Juve – Napoli, le pagelle: le parate di Rafael, i gol del Pipita, Supercoppa azzurra!

Rafael 8: cerca di opporsi col corpo quando Tevez lo trafigge per la prima volta ma oggettivamente non può fare di più, come è altrettanto incolpevole in occasione del 2 – 1. Durante la partita diverse pregevoli parate ne esaltano la plasticità ma è ai rigori che il brasiliano si riscatta entrando nella storia. La parata sul tiro di Padoin manda oltre 6 milioni di tifosi in Paradiso!

Maggio 6: si limita più a controllare che ad offendere.

Albiol 6: meriterebbe l’insufficienza per il clamoroso errore, in cooperazione con Koulibaly, che spiana la strada al primo vantaggio bianconero. Ma segna il suo penalty ed in una serata di festa non sono ammesse insufficienze.

Koulibaly 6.5: si può fare lo stesso discorso fatto per Albiol. In più il francese al 101’ salva sulla linea un tiro di Vidal destinato ad insaccarsi. Trasforma il suo rigore.

Ghoulam 6: anche se meno brillante del solito, non sfigura affatto, risultando prezioso in alcune chiusure.

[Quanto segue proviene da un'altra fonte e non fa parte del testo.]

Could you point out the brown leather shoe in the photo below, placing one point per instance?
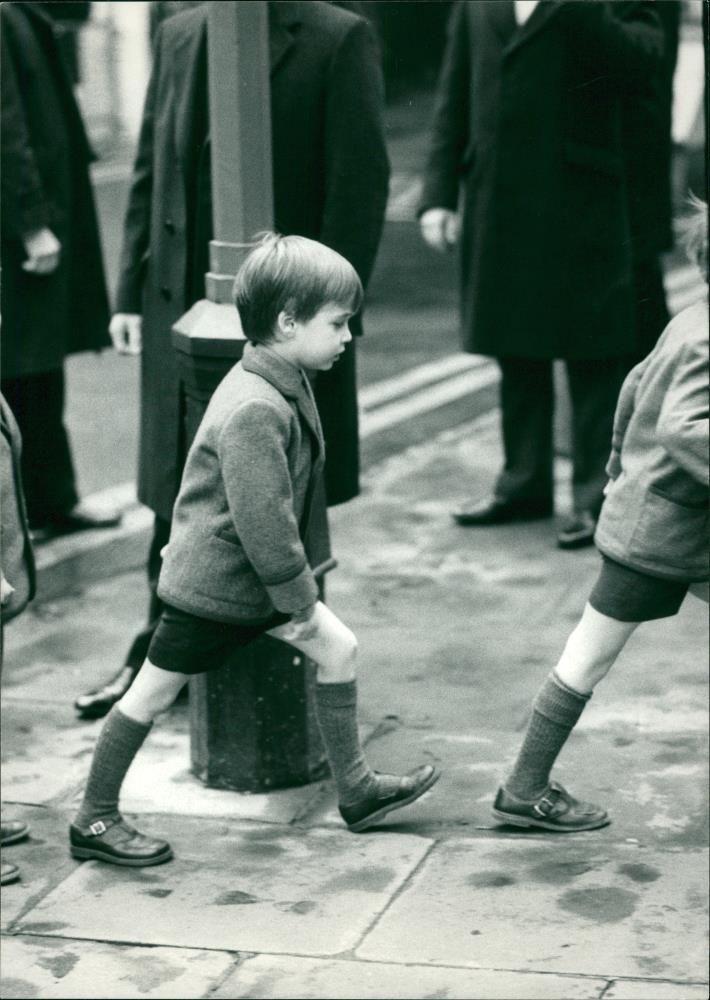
(96, 704)
(555, 809)
(13, 830)
(114, 841)
(371, 810)
(493, 511)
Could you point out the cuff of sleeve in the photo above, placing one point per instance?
(295, 594)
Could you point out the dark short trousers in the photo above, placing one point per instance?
(187, 644)
(630, 596)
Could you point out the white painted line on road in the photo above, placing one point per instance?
(427, 399)
(379, 393)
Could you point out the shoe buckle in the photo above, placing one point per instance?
(538, 807)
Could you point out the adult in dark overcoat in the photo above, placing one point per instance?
(330, 180)
(54, 299)
(647, 124)
(527, 133)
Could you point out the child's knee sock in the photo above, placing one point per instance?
(337, 718)
(556, 710)
(119, 741)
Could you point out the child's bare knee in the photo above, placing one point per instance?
(341, 665)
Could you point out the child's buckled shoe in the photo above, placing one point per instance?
(555, 809)
(113, 840)
(371, 810)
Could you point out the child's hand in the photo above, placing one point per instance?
(43, 249)
(6, 590)
(303, 624)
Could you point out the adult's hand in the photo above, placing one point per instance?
(439, 228)
(126, 332)
(43, 249)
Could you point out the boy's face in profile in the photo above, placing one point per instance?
(318, 342)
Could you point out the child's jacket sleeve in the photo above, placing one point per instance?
(683, 423)
(624, 410)
(253, 454)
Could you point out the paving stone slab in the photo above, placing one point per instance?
(54, 968)
(653, 785)
(284, 977)
(567, 905)
(316, 893)
(161, 782)
(650, 989)
(43, 859)
(45, 754)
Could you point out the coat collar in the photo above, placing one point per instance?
(291, 381)
(537, 20)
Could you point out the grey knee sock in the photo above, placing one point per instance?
(337, 718)
(119, 741)
(556, 710)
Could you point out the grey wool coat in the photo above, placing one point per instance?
(655, 516)
(527, 135)
(237, 543)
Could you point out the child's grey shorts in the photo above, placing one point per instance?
(630, 596)
(187, 644)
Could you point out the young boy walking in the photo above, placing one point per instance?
(653, 537)
(235, 567)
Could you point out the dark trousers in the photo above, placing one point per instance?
(527, 408)
(139, 647)
(47, 468)
(652, 314)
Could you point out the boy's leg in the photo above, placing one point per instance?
(364, 795)
(98, 830)
(527, 798)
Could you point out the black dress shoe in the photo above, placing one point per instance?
(114, 841)
(71, 521)
(555, 809)
(371, 810)
(96, 704)
(492, 511)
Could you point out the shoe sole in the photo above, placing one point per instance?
(511, 819)
(89, 854)
(375, 817)
(15, 838)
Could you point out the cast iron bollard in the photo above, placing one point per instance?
(252, 722)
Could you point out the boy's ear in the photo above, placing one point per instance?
(285, 325)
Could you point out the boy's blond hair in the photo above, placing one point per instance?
(292, 274)
(695, 234)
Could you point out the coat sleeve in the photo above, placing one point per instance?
(450, 129)
(356, 161)
(25, 206)
(624, 38)
(136, 226)
(252, 454)
(624, 411)
(683, 422)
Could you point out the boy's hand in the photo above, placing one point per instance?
(126, 332)
(303, 624)
(439, 228)
(6, 590)
(43, 249)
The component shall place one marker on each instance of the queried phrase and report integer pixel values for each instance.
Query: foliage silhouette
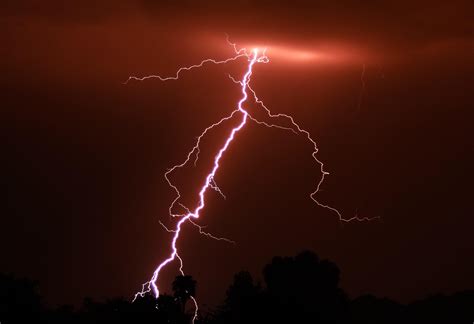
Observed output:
(300, 289)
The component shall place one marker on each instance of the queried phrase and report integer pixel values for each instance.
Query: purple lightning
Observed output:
(253, 57)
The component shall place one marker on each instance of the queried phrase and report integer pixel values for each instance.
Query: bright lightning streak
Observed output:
(253, 57)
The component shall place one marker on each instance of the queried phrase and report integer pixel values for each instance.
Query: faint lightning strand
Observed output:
(186, 68)
(151, 286)
(313, 154)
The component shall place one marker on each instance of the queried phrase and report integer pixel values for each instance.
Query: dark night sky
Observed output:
(83, 155)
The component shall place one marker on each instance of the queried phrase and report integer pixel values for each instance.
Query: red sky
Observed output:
(83, 154)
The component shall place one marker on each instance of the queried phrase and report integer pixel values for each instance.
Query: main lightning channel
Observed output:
(187, 215)
(209, 183)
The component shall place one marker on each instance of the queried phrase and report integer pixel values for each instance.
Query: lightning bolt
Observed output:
(189, 216)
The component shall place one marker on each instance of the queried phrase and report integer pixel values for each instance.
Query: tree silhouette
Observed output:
(183, 288)
(307, 286)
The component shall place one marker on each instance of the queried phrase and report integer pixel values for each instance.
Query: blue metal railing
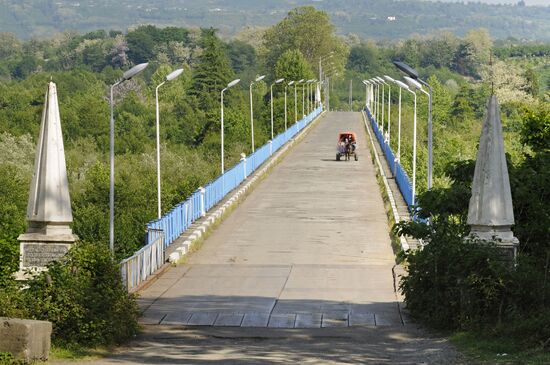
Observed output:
(164, 231)
(177, 220)
(401, 177)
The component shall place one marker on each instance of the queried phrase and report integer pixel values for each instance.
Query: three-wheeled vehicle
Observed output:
(346, 146)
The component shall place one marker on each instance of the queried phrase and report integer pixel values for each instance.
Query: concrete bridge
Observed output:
(309, 247)
(302, 271)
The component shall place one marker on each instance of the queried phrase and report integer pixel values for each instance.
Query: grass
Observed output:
(77, 352)
(481, 348)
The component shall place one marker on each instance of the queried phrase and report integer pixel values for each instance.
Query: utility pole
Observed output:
(350, 94)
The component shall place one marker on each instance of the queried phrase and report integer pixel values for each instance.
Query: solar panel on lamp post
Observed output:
(230, 85)
(413, 74)
(125, 76)
(271, 93)
(260, 78)
(170, 77)
(287, 85)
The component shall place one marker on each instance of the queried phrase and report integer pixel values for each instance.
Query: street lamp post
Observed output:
(377, 104)
(414, 141)
(401, 86)
(170, 77)
(289, 84)
(271, 88)
(126, 76)
(260, 78)
(304, 98)
(230, 85)
(414, 75)
(383, 94)
(366, 83)
(391, 80)
(415, 85)
(296, 100)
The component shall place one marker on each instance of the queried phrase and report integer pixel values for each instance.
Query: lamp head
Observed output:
(413, 84)
(233, 83)
(174, 74)
(406, 69)
(402, 84)
(134, 71)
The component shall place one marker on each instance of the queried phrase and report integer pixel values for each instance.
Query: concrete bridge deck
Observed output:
(309, 247)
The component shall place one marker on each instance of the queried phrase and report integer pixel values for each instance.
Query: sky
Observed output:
(527, 2)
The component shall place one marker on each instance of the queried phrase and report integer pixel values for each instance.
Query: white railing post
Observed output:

Gargano 6.5: il centrocampo della Juve è superiore ma l’uruguagio sopperisce con la solita “garra”. Ringhia su tutti i portatori di palla bianconeri e dal suo “vituperato” piede parte l’assist per il secondo pareggio di Higuain nonché la realizzazione del penalty nella vittoriosa lotteria.

Inler 6 dal 90’: si fa superare da Tevez ad inizio del secondo tempo supplementare ma ha il merito di segnare il suo rigore.

De Guzman 6.5: non ha occasioni ma grazie alla sua caparbietà costruisce l’assist per l’1 – 1. E’ tra i più positivi.

Jorginho 6 dal 105’: con Gargano innesca l’azione del 2 – 2. Sbaglia il primo penalty ma per fortuna nessuno se lo ricorderà.

Hamsik 6.5: finalmente una prestazione convincente del Capitano, al quale solo il palo nega la gioia del gol. Cala un po’ nella ripresa ma gli si chiedeva una prova di sostanza e lo slovacco non ha deluso.

Mertens 6: dovrebbe cambiare la gara con la sua verve ma alla fine ci si accorge del suo ingresso in campo solo quando si presenta dal dischetto, sbagliando malamente il suo rigore. Ma il trionfo è di tutti, anche del belga.

Callejon 6: una prestazione per larghi tratti incolore. Sciupa una clamorosa occasione e il calcio di rigore. Speriamo che le vacanze natalizie lo possano rigenerare.

Higuain 8: le panchine, forse, gli hanno fatto bene. Sforna una prestazione da vero leader e da campione. Sfiora, dapprima, il pareggio con un delizioso pallonetto che si infrange sul palo, poi lo realizza girando in rete il cross di De Guzman e, quando, sembra tutto perduto, riacciuffa i bianconeri a due minuti dallo scadere con un grande gol da opportunista. Completa l’opera segnando impeccabilmente il suo penalty.

Benitez 7.5: lo spagnolo si conferma re di coppe, decima in totale e seconda a Napoli! La gara parte subito in salita per l’ennesima frittata difensiva ma stasera la squadra c’è, guidata dai suoi uomini più rappresentativi. Solo due legni e Buffon tengono a galla la Juventus prima che Higuain la raggiunga. Nei supplementari la squadra continua a controllare i bianconeri ma, nei primissimi bagliori del secondo, Tevez s’inventa un gol che potrebbe stordire un toro. Gli azzurri, però, non si perdono di coraggio, continuando a crederci. L’ingresso di Mertens e Jorginho non cambia sostanzialmente le cose ma proprio dal piede del brasiliano, coadiuvato da Gargano, nasce la seconda rete di Higuain, che manda le due contendenti ai calci di rigore. E dalla lotteria, Rafa esce ulteriormente vincitore poiché il tanto bistrattato Rafael, strenuamente difeso dal mister, diventa gigante ipnotizzando Padoin e consegnando agli azzurri la seconda Supercoppa della Storia, attesa per ben 24 anni!